Clinical exploration of the cardiovascular role of PDE9A is in early stages. Several small molecule inhibitors have been generated, and at least three have been studied in humans for treatment of Alzheimer’s disease¹⁰⁰, schizophrenia, or prostatic hypertrophy. None of these indications proved sufficiently encouraging to continue development. However, Cardurion Pharmaceuticals initiated safety and dose-finding human studies in heart failure patients in late 2018, using the PDE9A inhibitor CRD-733, and these trials are ongoing. Another potential avenue is to synergize the regulation of NP-dependent cGMP levels resulting from neutral endopeptidase (neprilysin) inhibition with suppression of hydrolysis of the synthesized cGMP by a PDE9A inhibitor. Preclinical studies are underway to assess this interaction.

Summary

In just the past few years, studies have revealed striking new roles of various PDEs on cardiovascular physiology and disease.
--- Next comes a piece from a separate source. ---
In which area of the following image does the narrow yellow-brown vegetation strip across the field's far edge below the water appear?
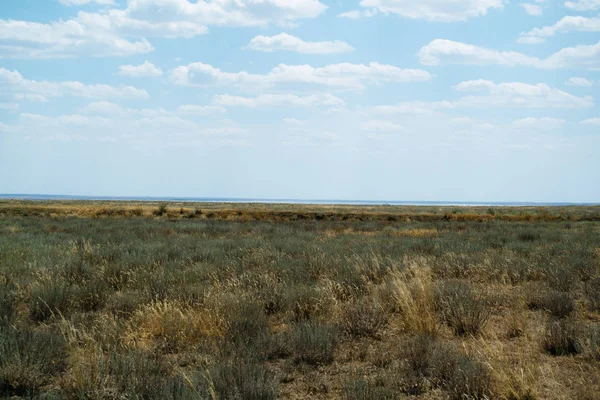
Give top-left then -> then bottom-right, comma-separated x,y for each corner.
0,201 -> 600,222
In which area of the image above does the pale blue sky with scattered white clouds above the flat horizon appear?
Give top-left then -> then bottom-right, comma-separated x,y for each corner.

With PDE1, the disparity in isoform expression between rodent and larger mammal may explain the cAMP-related changes observed in the latter but not former species. After near abandonment for several decades, new therapeutic opportunities for PDE1 inhibition to treat myocardial disease and heart failure have led to clinical studies. PDE3A inhibition by non-conventional means, including allosteric protein disruptors or altered pharmacokinetics may reignite interest. The role of PDE5A and PDE9A inhibition continues to be elucidated, but their impact on molecular signaling in the heart, and differential control over cGMP synthesized by NO versus NP pathways, support ongoing efforts to test their therapeutic utility for heart disease.